Cependant, ni lui ni Henrik Grum Kjærgaard ne sont inquiets de cette nouvelle découverte :

“Ces composés ont toujours existé, mais nous ne les connaissions pas. Mais le fait que nous ayons maintenant la preuve que les composés se forment et vivent pendant un certain temps signifie qu’il est possible d’étudier leur effet de manière plus ciblée et de réagir s’ils s’avèrent dangereux”, déclare Henrik Grum Kjærgaard.

“Cette découverte suggère qu’il pourrait y avoir beaucoup d’autres choses dans l’air que nous ne connaissons pas encore. En effet, l’air qui nous entoure est un énorme enchevêtrement de réactions chimiques complexes.

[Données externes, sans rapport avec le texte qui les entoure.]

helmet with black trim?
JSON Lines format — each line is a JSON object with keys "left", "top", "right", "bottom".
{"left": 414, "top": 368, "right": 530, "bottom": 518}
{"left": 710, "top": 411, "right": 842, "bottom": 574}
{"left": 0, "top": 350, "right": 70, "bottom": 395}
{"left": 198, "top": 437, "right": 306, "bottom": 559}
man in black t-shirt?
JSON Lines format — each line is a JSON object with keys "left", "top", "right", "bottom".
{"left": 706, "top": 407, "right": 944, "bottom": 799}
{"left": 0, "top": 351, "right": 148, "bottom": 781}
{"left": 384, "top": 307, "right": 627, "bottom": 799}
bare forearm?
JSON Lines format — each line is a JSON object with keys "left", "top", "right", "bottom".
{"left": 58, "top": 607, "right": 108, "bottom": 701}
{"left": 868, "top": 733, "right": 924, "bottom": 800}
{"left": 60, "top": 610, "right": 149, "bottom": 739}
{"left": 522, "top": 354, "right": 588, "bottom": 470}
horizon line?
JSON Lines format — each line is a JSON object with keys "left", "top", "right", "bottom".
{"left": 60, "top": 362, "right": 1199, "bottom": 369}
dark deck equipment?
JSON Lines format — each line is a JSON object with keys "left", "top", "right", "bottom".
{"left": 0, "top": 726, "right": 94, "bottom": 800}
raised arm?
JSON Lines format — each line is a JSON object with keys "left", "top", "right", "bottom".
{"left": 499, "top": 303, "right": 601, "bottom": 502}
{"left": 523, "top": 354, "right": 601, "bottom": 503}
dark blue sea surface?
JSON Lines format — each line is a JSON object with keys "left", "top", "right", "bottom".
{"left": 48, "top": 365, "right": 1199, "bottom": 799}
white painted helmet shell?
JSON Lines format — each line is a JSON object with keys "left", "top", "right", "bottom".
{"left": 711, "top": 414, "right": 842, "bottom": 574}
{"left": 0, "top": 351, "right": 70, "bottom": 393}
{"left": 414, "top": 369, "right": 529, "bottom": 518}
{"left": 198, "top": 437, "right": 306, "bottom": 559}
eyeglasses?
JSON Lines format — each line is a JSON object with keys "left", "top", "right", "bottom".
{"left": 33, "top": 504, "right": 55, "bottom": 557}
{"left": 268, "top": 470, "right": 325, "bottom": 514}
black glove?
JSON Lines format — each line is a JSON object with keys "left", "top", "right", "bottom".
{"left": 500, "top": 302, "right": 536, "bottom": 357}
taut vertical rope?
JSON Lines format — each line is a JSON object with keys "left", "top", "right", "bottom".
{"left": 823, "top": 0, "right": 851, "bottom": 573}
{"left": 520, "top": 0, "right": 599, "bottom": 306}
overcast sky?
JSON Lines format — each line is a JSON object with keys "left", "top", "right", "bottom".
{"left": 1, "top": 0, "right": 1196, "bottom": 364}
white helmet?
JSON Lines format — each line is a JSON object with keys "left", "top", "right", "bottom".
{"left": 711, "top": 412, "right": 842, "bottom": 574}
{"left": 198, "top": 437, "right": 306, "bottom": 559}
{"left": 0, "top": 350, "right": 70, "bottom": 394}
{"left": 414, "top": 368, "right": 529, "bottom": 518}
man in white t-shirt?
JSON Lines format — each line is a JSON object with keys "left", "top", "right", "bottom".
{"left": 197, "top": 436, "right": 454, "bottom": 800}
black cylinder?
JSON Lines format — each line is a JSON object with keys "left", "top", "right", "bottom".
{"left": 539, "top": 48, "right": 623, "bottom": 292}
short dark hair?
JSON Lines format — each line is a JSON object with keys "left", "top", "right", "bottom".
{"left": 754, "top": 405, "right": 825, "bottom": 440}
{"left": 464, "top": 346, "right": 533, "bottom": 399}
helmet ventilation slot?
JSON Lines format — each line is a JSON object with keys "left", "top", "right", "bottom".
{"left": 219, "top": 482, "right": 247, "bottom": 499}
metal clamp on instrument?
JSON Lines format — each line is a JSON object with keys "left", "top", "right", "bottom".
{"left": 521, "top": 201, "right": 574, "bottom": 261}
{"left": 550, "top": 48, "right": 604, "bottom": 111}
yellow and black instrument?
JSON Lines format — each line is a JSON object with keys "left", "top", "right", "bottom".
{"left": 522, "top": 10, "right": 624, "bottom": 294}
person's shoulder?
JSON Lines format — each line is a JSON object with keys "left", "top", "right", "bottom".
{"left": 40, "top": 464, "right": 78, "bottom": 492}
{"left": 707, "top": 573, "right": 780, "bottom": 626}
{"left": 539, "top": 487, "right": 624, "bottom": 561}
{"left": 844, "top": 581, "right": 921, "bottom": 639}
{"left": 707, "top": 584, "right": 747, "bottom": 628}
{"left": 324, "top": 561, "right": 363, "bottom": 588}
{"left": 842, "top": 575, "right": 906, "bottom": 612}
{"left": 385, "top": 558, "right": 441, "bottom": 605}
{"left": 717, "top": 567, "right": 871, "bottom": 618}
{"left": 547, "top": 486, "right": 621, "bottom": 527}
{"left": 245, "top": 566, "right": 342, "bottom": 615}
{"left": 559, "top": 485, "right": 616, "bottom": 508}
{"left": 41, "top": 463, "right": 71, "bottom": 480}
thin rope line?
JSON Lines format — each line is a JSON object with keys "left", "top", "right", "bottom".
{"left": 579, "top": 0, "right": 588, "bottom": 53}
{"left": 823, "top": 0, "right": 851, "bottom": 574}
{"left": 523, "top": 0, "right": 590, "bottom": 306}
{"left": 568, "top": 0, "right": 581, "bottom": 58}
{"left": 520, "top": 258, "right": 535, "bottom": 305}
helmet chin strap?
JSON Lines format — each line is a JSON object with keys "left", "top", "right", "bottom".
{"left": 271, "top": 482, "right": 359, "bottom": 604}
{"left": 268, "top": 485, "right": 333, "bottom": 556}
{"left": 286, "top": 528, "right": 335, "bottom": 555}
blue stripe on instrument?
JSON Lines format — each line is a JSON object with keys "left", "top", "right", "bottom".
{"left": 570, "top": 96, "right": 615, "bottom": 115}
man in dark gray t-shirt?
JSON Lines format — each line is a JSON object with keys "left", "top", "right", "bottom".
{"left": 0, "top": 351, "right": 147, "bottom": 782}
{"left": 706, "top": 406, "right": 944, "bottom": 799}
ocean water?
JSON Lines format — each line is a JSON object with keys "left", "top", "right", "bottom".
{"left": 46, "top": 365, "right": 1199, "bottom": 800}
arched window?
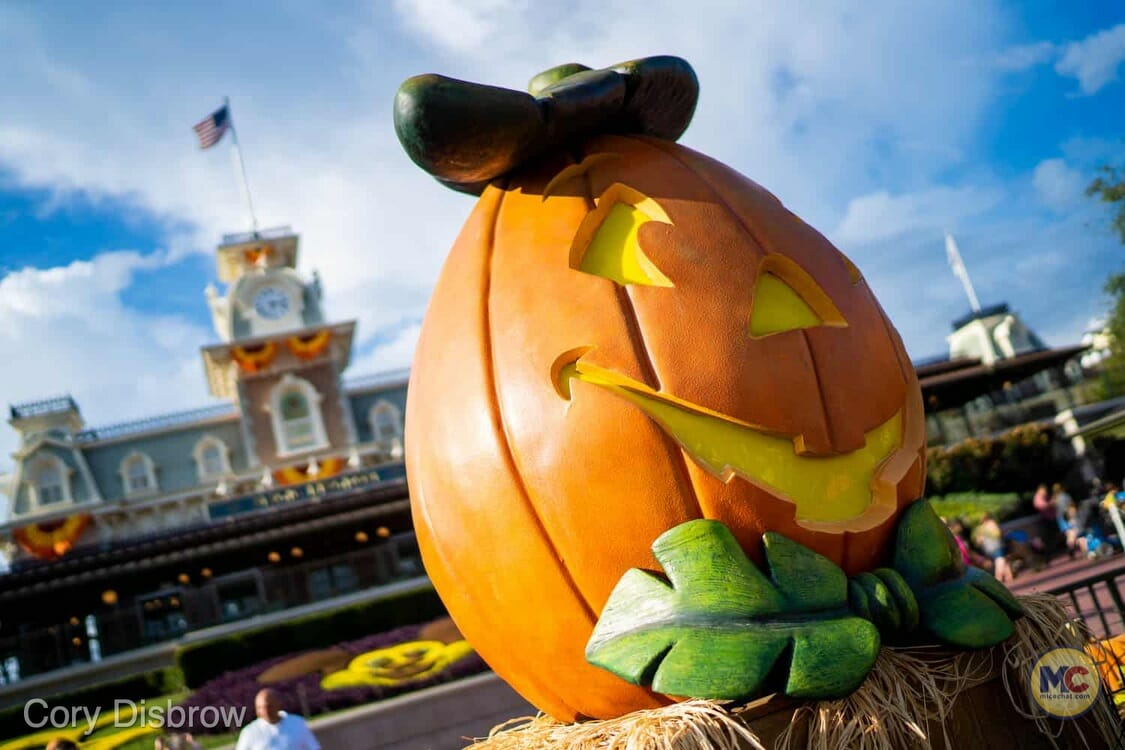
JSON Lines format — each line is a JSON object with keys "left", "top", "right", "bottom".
{"left": 281, "top": 390, "right": 315, "bottom": 449}
{"left": 267, "top": 375, "right": 327, "bottom": 456}
{"left": 119, "top": 453, "right": 157, "bottom": 496}
{"left": 36, "top": 465, "right": 65, "bottom": 505}
{"left": 193, "top": 436, "right": 231, "bottom": 482}
{"left": 28, "top": 454, "right": 71, "bottom": 508}
{"left": 368, "top": 401, "right": 403, "bottom": 451}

En tant que chercheurs, nous devons garder l’esprit ouvert si nous voulons améliorer notre capacité à trouver des solutions”, conclut Jing Chen.

Référence : “Hydrotrioxide (ROOOH) formation in the atmosphere” par Torsten Berndt, Jing Chen, Eva R. Kjærgaard, Kristian H. Møller, Andreas Tilgner, Erik H. Hoffmann, Hartmut Herrmann, John D. Crounse, Paul O. Wennberg et Henrik G. Kjaergaard, 26 mai 2022, Science.
DOI : 10.1126/science.abn6012

A propos de l’étude

  • Alors que les théories à l’origine des nouveaux résultats de recherche ont été élaborées à Copenhague, les expériences ont été menées à l’aide de la spectrométrie de masse, en partie à l’Institut Leibniz pour la recherche troposphérique (TROPOS) en Allemagne, et en partie à l’Institut de technologie de Californie (Caltech) aux États-Unis.
  • Bien que des concentrations plus élevées doivent être utilisées dans de nombreuses expériences, ces expériences sont réalisées dans un environnement presque identique à l’atmosphère, ce qui rend les résultats très fiables et comparables à l’atmosphère. La mesure des hydrotrioxydes a été rendue possible par l’utilisation d’instruments de mesure incroyablement sensibles.
  • L’étude a été menée par : Torsten Berndt, Andreas Tilgner, Erik H. Hoffmann et Hartmut Hermann de l’Institut Leibniz pour la recherche troposphérique (TROPOS) ; Jing Chen, Eva R. Kjærgaard, Kristian H. Møller et Henrik Grum Kjærgaard du département de chimie de l’Université de Copenhague ; et John D. Crounse et Paul O. Wennberg de Caltech.